Optimize: replace `String` with `Cow<'_, str>` #60

RoDmitry · 2025-11-09T14:58:11Z

Less String clones -> more performance 😊
Also Derive optimizations.

RoDmitry · 2025-11-09T15:09:59Z

@haydenhoang check it out. Does it look good?

RoDmitry · 2025-11-09T16:53:34Z

There is a problem which I have skipped, in OpenApi generation:

pub struct UpdateNlSearchModelParams<'p> {
    /// The ID of the NL search model to update
    pub model_id: Cow<'p, str>,
    /// The NL search model fields to update
    pub body: models::NlSearchModelCreateSchema, // missing <'p>
    pub _phantom: PhantomData<&'p ()>,
}

Somehow it thinks that models::NlSearchModelCreateSchema isPrimitiveType, maybe some mistake in openapi.yml.
And actually I don't even care about it. Fixable by hand 😏

typesense_codegen/src/apis/stopwords_api.rs

haydenhoang · 2025-11-10T16:05:24Z

Hey @RoDmitry do you have any benchmark showing performance gain from replacing String with Cow<'_, str>?

Doing that make the code more complex and harder to maintain (lifetimes, phantom data), and I think the user might prefer the easy use of String if there is no significant performance gain.

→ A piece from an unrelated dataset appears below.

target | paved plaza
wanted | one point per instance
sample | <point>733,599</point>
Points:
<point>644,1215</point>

RoDmitry · 2025-11-10T21:51:59Z

Benchmark of the clones? I don't think that's necessary. That's an obvious optimization. There will be significant performance gain, if you benchmark it. I don't want to, because I understand how slow memory allocations are.
The code is more complex, but not to the point that it's harder to maintain.

User will not be bothered by the lifetimes much. It's either local lifetime or 'static. Also lifetimes might be usable in other future optimizations like borrowing of slices or anything else.
String can be wrapped by Cow using Cow::from, or just using .into(), which is the replacement of .to_owned() in the current code, so a user will not care about it.

Although I agree that Cow<'_, str> does not look as solid as String especially if a user is a newbie to Rust.
In my codebase I have clones of big models::SearchParameters in loops, so it's very useful in my case.

haydenhoang · 2025-11-11T16:20:32Z

Wait, isn't the deserialized string owned anyway? Since the content does not outlive the returned model.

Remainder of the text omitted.